Produire plus, consommer mieux, polluer moins : l’équation est connue. Mais derrière les discours sur la neutralité carbone, une réalité s’impose. L’industrie mondiale avance bien trop lentement pour inverser la courbe des émissions.
La planète a besoin d’une révolution industrielle pour éviter un chaos climatique. Problème : les infrastructures, les technologies et les investissements nécessaires ne sont tout simplement pas au rendez-vous.
2050 : des trajectoires déconnectées de la réalité industrielle
À force de répéter que l’objectif 1,5 °C est encore atteignable, on en oublie la mécanique concrète derrière. Selon Rexecode, « les émissions mondiales de GES pourraient encore augmenter d’environ 11 % d’ici 2050 », au lieu de baisser d’au moins 60 % comme l’exigent les trajectoires du GIEC.
La faute à quoi ? À une inertie industrielle massive. Le transport, le bâtiment, l’acier, le ciment, l’agriculture : tous les secteurs clés restent ultra-dépendants aux énergies fossiles. Dans le même temps, les capacités bas-carbone (solaire, éolien, hydrogène) progressent, mais trop lentement pour absorber la croissance de la demande énergétique mondiale.
L’Union européenne, les États-Unis et la Chine affichent des programmes de décarbonation ambitieux. Mais même là, les montants engagés paraissent dérisoires par rapport au besoin global. Le reste du monde, notamment l’Afrique, l’Asie du Sud-Est ou l’Amérique latine, reste largement en dehors du jeu.
Conséquence directe : la dynamique mondiale reste tirée par une hausse continue des émissions. En 1990, Europe et États-Unis concentraient près de 35 % des émissions mondiales. Aujourd’hui, ils n’en représentent plus que 19 %, pendant que la Chine grimpe à 30 %, et que le reste du monde suit une pente ascendante inexorable.

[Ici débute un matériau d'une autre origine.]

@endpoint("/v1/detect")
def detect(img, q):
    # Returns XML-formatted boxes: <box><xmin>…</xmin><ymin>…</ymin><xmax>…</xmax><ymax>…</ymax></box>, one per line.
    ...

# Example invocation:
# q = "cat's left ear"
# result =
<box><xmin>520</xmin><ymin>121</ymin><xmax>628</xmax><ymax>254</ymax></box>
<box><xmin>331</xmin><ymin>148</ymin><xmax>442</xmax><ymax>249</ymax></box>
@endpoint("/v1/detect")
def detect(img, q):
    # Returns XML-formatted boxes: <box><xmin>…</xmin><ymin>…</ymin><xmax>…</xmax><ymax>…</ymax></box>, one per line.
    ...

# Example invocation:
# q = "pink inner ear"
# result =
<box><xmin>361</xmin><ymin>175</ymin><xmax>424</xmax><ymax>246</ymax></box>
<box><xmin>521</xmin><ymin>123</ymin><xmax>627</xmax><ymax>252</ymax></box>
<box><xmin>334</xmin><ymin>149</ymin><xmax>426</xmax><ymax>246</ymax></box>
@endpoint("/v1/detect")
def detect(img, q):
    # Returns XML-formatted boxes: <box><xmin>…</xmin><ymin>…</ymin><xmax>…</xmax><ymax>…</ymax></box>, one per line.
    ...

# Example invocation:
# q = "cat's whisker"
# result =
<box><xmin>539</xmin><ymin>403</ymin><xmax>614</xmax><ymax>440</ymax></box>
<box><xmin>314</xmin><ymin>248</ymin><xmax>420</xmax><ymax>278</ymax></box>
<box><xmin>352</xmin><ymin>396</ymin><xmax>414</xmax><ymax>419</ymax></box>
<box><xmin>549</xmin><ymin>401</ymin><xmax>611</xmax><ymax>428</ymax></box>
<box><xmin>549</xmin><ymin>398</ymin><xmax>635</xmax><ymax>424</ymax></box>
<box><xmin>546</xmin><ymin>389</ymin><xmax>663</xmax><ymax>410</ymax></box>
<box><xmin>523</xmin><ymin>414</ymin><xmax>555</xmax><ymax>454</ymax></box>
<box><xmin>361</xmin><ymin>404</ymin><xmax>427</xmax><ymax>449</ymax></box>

Réduction des émissions : une révolution industrielle impossible sans rupture politique
Décarboner massivement suppose non seulement de construire des milliers de gigawatts de capacités renouvelables, mais aussi d’extraire des quantités colossales de métaux stratégiques : cuivre, lithium, cobalt, nickel. Or, les chaînes d’approvisionnement sont déjà sous tension.
Par ailleurs, transformer des infrastructures existantes, réseaux électriques, systèmes de transport, industries lourdes, demande du temps, des compétences, et des financements gigantesques. Trois facteurs qui manquent cruellement dans la majorité des économies émergentes, où la demande énergétique explose.
Le problème est donc double : industriel et politique. Sans impulsion politique majeure pour massifier et mondialiser les investissements bas-carbone, la révolution industrielle que nécessite la lutte climatique restera une illusion.
Pendant que l’Europe serre la vis et que les États-Unis investissent dans leurs propres filières vertes, les émissions mondiales continuent leur course. En l’absence de changement radical, la promesse de 2050 ressemble de plus en plus à une impasse.